Could we be involved? After listening to the board members, praying about it, and discussing it with our board, we believe the answer has to be "Yes." We have recognized that the poverty is only getting worse. They are falling more and more behind educationally and education is one way out of poverty. The high school students now have to do Internet research but cannot afford to travel to the Internet cafes. The churches need to print flyers, bulletins, notices. The businesses have like needs. There are programs to help the students who did not pass all the subjects in their graduation exams. There are also plans to start programs for children like computer classes. We have made a proposal to the local board controlling this. It will require them to renegotiate their lease, allow us full access to their books and board seats, and let us try to teach them better business skills. We will give them money in the short term, but much of it will be in terms of vouchers for computer use that we can distribute to the very poor and to the churches. In addition, we proposed a diminishing money match to match their fundraising and their revenues from operation.

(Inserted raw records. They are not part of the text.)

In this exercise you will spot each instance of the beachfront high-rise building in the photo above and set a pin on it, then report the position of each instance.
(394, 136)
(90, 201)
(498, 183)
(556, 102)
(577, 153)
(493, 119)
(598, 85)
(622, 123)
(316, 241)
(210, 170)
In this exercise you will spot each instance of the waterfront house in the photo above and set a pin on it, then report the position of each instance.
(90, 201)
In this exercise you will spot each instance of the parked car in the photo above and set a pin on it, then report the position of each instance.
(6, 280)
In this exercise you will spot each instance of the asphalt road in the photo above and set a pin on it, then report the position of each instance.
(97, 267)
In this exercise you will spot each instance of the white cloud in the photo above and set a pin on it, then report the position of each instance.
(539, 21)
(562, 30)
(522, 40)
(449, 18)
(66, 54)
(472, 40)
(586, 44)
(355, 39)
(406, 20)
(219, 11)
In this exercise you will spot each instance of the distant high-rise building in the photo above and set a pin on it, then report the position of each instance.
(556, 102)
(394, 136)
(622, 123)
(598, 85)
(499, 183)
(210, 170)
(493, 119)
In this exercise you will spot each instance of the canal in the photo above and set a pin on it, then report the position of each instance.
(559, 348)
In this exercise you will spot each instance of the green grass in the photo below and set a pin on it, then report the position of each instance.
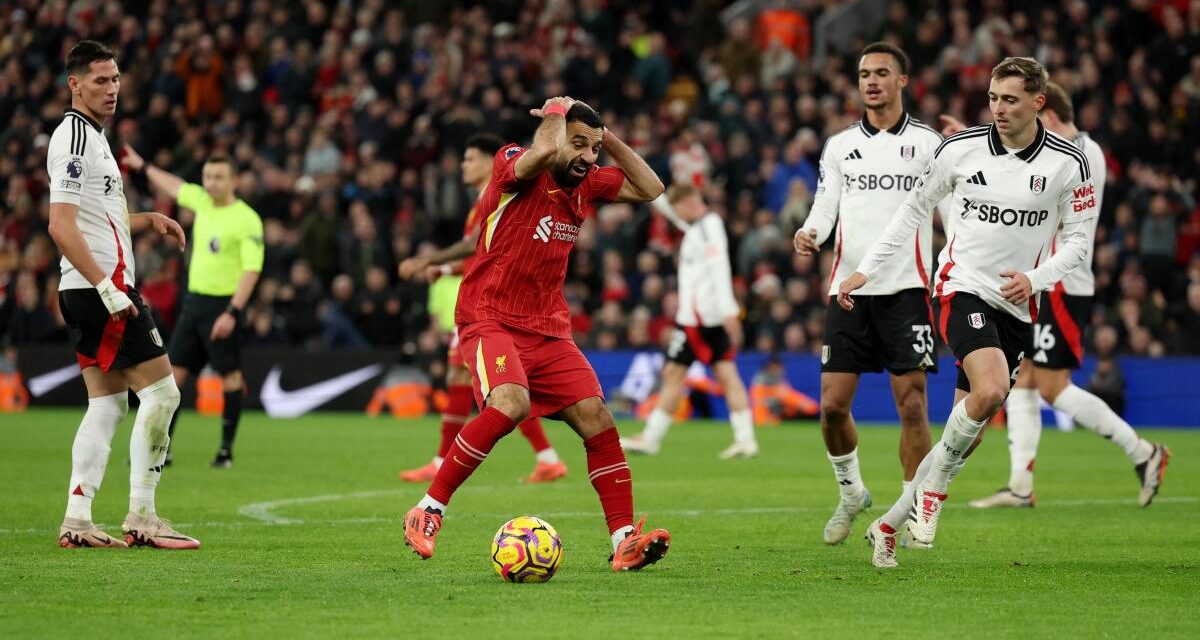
(747, 557)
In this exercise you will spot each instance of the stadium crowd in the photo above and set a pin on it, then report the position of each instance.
(348, 120)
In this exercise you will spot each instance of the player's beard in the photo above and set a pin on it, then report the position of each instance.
(564, 177)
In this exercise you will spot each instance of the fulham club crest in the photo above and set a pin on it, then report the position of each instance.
(1037, 184)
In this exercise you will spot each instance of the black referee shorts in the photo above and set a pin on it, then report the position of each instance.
(967, 324)
(99, 341)
(190, 345)
(1059, 332)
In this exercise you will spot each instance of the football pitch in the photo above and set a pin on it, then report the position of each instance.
(304, 538)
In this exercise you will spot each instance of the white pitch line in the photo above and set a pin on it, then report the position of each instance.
(261, 508)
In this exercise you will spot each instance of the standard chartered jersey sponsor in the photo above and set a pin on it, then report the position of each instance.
(1008, 208)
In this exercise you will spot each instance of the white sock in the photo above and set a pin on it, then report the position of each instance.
(621, 534)
(743, 425)
(845, 471)
(430, 503)
(1092, 413)
(960, 431)
(657, 426)
(149, 441)
(89, 455)
(1024, 432)
(899, 512)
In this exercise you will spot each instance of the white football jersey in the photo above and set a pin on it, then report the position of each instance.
(1081, 281)
(1007, 210)
(83, 172)
(706, 280)
(865, 175)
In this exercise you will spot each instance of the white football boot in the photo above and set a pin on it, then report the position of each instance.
(839, 525)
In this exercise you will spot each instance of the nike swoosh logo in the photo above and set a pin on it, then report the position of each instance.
(45, 383)
(291, 404)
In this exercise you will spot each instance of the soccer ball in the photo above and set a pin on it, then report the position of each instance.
(527, 549)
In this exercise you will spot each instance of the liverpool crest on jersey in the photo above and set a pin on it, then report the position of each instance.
(1037, 184)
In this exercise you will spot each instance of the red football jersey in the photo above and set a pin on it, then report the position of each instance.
(468, 229)
(527, 231)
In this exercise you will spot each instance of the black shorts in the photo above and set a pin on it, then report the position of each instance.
(190, 345)
(1059, 332)
(705, 344)
(970, 324)
(892, 332)
(99, 341)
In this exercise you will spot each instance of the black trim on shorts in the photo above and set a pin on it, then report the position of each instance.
(893, 332)
(87, 317)
(190, 345)
(708, 345)
(1059, 332)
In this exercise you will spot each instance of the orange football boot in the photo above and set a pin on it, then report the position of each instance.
(640, 550)
(420, 474)
(546, 472)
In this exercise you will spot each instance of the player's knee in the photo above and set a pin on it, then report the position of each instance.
(835, 411)
(511, 400)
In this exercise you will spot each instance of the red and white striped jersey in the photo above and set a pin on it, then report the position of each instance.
(1008, 207)
(83, 172)
(865, 175)
(527, 232)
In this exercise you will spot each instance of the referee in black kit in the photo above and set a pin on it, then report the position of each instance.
(227, 258)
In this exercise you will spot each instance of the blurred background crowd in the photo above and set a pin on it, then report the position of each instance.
(348, 119)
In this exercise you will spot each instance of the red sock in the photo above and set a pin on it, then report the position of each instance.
(459, 399)
(610, 477)
(469, 450)
(533, 432)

On our last mission trip, we had a mature Christian church leader, who after a few days told me she could not believe what all we were involved with, how wide our reach was, and how many people we touched. She was totally amazed. Later in the week, she said we were trying to do too much and that we needed a focus - such as basic schools. Then I asked, "Well what do we give up? Hungry children? Hungry elderly? Those in the nursing home? The special needs school? Building schools and churches? Supplying clothing, shoes, Christmas, etc? Those needing housing? She said "No - you can't give any of it up." That is our dilemma. That is where our mission is. I believe that is where God would have us.

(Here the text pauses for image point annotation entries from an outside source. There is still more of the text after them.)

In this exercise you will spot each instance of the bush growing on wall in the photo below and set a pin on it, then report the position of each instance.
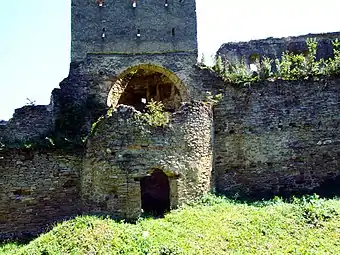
(290, 67)
(155, 114)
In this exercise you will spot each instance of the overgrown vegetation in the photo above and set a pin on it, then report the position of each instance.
(213, 225)
(155, 114)
(290, 67)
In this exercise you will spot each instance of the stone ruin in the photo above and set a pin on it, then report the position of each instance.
(88, 152)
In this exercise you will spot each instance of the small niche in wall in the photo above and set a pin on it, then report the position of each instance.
(70, 184)
(22, 192)
(103, 33)
(100, 3)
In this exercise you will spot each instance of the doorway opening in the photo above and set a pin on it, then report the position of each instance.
(155, 193)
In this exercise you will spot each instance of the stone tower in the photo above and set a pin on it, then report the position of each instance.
(156, 41)
(133, 26)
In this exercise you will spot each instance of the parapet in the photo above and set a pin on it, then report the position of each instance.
(273, 48)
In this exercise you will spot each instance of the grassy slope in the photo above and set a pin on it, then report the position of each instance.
(215, 226)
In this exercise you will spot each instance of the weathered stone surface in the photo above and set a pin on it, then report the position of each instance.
(274, 47)
(28, 123)
(37, 188)
(277, 138)
(125, 149)
(83, 96)
(121, 23)
(270, 138)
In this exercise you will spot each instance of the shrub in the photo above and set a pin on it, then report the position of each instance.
(155, 114)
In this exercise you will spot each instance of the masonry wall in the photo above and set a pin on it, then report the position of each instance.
(37, 188)
(124, 149)
(273, 48)
(82, 97)
(121, 22)
(28, 124)
(278, 138)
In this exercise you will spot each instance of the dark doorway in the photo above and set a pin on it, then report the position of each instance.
(155, 193)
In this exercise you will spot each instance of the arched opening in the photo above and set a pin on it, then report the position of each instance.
(155, 193)
(138, 85)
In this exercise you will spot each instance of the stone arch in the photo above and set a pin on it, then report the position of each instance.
(147, 81)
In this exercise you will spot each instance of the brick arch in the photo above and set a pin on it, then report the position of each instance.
(149, 81)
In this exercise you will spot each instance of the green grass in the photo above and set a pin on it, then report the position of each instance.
(211, 226)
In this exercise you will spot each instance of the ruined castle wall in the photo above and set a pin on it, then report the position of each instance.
(37, 188)
(124, 149)
(273, 48)
(28, 123)
(121, 23)
(82, 97)
(278, 137)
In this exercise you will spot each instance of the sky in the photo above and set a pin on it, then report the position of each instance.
(35, 37)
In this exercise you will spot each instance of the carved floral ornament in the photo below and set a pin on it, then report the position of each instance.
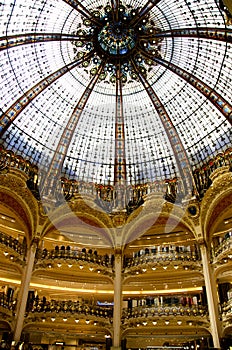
(217, 198)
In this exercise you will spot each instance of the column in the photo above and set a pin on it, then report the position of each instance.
(212, 298)
(23, 293)
(117, 302)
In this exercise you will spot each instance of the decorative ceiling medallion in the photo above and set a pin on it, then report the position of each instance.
(117, 39)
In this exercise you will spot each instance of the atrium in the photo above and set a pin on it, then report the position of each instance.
(116, 174)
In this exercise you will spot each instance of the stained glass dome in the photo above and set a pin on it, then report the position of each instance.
(105, 92)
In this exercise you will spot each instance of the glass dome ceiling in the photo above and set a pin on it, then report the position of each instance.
(105, 92)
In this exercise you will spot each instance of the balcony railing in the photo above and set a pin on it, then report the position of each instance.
(106, 195)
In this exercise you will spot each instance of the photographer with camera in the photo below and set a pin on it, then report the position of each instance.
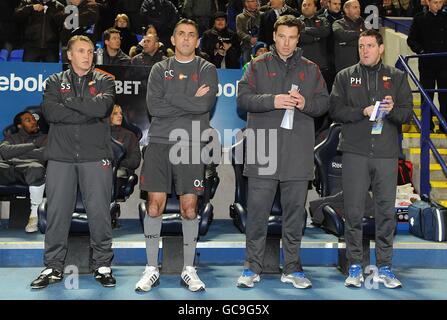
(221, 44)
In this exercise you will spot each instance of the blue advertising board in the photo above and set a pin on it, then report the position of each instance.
(22, 85)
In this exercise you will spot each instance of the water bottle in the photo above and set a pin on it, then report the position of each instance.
(99, 55)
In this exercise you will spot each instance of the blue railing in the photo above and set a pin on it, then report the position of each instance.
(424, 125)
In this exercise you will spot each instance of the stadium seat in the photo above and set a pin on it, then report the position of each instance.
(16, 55)
(328, 183)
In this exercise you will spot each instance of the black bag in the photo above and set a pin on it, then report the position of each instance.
(427, 220)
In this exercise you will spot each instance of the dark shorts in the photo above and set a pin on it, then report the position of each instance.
(158, 173)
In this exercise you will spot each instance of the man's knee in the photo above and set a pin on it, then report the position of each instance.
(189, 212)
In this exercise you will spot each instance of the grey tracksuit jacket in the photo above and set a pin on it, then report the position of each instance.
(77, 109)
(267, 76)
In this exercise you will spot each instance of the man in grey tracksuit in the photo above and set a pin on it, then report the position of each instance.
(77, 104)
(370, 150)
(265, 92)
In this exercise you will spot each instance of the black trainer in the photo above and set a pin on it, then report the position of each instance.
(104, 276)
(46, 277)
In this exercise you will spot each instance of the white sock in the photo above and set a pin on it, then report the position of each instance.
(36, 197)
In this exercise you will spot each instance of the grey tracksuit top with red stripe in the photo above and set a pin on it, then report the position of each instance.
(267, 76)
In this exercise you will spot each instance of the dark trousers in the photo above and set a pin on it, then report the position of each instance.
(41, 55)
(431, 78)
(27, 173)
(359, 173)
(261, 193)
(95, 183)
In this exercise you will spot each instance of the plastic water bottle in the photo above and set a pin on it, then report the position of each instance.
(99, 55)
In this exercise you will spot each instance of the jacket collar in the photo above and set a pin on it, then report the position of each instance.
(293, 59)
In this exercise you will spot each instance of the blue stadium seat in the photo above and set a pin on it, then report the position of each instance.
(4, 55)
(16, 55)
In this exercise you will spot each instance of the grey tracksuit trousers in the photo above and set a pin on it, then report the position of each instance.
(261, 193)
(359, 173)
(95, 183)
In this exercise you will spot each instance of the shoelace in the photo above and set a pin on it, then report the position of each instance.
(248, 273)
(386, 271)
(355, 271)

In Matthew 9:35-38 I think we also get the answer: Jesus went through all the towns and villages, teaching in their synagogues, proclaiming the good news of the kingdom and healing every disease and sickness. When he saw the crowds, he had compassion on them, because they were harassed and helpless, like sheep without a shepherd. Then he said to his disciples, “The harvest is plentiful but the workers are few. Ask the Lord of the harvest, therefore, to send out workers into his harvest field.”
Please pray that we get the workers and the financial resources that we may show His compassion and help with His harvest.
Isaiahsixeight, Inc. and IS68 Jamaica, Ltd.